CK (whose real surname is the similarly-pronounced Hungarian “Szekely”) became an Internet sensation with an angry rant commonly referred to as “Everything’s amazing and nobody’s happy” on a 2009 episode of Late Night with Conan O’Brien,, in which he observed that despite great advances in technology, modern Americans seem unhappier than ever. The fact that CK’s remarks happened to air shortly after the 2008 stock market crash made them incredibly timely and the video went viral–the original post on YouTube has since exceeded four million views.

But he hasn’t stopped there. Aside from creating his own TV series for FX, Louie, the comic has relentlessly continued to work on new material, including the onstage special Live at the Beacon Theater, which CK has made available for download exclusively on his Web site, LouisCK.net. As the comic stated on his site, “The experiment was: if I put out a brand new standup special at a drastically low price ($5) and make it as easy as possible to buy, download and enjoy, free of any restrictions, will everyone just go and steal it? Will they pay for it? And how much money can be made by an individual in this manner?”
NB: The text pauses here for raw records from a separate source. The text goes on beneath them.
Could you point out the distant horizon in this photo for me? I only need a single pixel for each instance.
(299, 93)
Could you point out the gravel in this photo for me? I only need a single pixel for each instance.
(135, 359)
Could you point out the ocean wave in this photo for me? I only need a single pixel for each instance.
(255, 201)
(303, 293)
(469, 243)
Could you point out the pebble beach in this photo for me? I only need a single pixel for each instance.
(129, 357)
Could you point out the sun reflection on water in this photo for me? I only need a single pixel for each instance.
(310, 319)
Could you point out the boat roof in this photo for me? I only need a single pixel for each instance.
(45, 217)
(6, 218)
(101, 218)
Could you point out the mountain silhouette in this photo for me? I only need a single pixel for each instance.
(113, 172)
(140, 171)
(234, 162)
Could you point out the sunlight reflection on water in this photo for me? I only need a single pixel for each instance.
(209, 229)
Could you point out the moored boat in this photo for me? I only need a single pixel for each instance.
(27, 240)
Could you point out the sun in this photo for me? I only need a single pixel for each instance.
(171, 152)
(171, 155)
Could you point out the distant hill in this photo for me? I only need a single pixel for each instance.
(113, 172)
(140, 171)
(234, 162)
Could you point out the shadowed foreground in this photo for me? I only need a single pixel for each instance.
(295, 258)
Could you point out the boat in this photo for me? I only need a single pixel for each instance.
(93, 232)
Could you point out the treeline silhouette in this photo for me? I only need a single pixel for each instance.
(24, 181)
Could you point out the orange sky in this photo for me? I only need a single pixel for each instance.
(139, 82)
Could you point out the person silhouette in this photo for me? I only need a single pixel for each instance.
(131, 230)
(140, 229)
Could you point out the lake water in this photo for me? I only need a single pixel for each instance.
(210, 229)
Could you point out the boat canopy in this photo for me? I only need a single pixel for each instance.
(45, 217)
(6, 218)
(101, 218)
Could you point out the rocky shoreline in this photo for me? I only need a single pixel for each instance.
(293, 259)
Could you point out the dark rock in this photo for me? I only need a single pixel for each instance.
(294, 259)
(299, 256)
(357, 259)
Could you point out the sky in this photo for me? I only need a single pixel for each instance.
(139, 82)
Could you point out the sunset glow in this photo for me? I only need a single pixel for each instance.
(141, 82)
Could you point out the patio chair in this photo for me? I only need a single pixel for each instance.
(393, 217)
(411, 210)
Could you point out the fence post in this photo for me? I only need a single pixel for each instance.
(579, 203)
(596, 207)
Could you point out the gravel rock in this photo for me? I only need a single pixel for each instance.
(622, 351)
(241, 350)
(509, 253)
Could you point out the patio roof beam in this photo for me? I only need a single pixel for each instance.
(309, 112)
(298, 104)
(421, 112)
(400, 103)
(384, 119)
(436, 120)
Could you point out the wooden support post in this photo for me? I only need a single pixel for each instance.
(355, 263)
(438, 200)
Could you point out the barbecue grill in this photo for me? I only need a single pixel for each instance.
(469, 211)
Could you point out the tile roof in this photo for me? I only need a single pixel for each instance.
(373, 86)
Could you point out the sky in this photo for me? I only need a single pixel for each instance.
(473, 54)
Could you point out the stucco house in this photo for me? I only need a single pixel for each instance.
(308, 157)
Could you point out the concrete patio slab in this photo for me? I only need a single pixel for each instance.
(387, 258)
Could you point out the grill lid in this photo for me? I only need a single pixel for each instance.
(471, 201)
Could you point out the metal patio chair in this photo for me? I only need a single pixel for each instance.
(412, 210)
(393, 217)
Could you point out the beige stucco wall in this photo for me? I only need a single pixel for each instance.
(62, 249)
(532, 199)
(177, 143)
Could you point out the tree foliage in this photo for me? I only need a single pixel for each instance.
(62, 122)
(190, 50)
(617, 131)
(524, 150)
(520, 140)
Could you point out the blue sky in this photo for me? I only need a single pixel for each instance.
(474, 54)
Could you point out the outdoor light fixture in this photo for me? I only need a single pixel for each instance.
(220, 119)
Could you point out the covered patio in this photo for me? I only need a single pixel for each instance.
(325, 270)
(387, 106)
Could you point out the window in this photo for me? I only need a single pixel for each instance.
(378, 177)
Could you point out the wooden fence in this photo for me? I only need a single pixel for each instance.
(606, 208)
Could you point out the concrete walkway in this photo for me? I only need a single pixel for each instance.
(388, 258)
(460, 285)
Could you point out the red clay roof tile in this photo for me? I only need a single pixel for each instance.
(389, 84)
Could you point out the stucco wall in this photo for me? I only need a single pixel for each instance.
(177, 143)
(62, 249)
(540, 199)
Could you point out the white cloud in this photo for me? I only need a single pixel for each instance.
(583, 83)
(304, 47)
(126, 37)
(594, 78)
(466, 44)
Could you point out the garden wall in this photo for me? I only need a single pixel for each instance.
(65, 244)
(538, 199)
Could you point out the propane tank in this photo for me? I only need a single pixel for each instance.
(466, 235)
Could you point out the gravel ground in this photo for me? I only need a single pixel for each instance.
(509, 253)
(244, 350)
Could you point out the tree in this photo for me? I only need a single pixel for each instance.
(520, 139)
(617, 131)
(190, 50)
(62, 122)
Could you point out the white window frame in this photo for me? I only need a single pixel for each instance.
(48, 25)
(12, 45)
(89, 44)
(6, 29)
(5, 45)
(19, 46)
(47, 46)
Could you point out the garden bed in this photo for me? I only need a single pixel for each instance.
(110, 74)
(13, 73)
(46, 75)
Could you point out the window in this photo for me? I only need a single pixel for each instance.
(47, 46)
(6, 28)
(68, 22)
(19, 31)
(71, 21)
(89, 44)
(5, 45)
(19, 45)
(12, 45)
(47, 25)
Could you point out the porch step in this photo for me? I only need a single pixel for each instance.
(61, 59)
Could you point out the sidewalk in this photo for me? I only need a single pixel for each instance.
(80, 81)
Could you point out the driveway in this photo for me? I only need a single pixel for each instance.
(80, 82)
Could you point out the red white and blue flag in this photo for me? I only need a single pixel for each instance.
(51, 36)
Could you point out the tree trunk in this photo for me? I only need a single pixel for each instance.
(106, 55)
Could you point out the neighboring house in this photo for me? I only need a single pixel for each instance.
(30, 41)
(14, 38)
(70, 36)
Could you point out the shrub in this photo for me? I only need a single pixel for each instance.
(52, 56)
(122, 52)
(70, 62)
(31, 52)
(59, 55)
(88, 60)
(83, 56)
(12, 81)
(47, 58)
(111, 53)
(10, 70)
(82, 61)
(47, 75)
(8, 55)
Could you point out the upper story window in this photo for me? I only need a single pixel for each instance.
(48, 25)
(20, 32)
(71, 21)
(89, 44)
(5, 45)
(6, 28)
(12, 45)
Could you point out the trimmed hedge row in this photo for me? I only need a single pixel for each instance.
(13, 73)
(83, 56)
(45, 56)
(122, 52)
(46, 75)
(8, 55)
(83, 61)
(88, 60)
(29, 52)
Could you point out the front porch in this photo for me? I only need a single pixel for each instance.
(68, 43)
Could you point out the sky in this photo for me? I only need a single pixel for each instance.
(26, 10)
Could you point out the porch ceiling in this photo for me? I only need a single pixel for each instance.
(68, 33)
As soon as you pay the $5 price for the stand-up comedy show, it’s unlocked as a downloadable video. And aside from limiting the number of times the video can be downloaded per purchase (presumably to avoid excessive bandwidth costs), the show has relatively few legal strings attached–no lengthy terms of service to read, no ongoing subscription, and no sale of your personal information to some enormous corporate entity. CK has released the video more or less on good faith, asking only that fans consider buying the special, rather than downloading a pirated version for free.

Digital content continues to be a bone of contention between consumers–many of whom download pirated music, movies, and software for free without compensating the creators–and content providers, who either attempt to use restrictive digital rights management software to prevent illegal distribution, or are exploring alternate distribution methods that can still turn a profit, such as ad-supported video sites like Hulu. Given CK’s popularity, it seemed like his latest special might very well have ended up being yet another piece of content to be pirated rather than paid for; yet on December 21, the comic issued a statement on his Web site stating that the sales of the special had exceeded a million dollars.

“So it’s been about 12 days since the thing started and yesterday we hit the crazy number,” says the Web site update. “People are paying attention to what’s going on with this thing. So I guess I want to set an example of what you can do if you all of a sudden have a million dollars that people just gave to you directly because you told jokes.” Specifically, the comic plans to split the pot into four parts: one to be used to cover the special’s original production costs; one to paid out to his staff as a holiday bonus; one to be paid out to various charities; and the remainder to stay in the comedian’s pocket to cover his own living expenses.

Of course, CK’s special is by no means the first example of digital content for sale exclusively on the Web, nor is his business model particularly original–for instance, the New York-based startup company Kickstarter has made a business out of letting would-be entrepreneurs openly seek funding online. But the huge success of CK’s special does represent an intersection of in-demand content and inexpensive, customer-friendly digital distribution that actually works–without TV executives and without copy-protection software–and in a way that may very well be a sign of things to come for broadcast media in the future.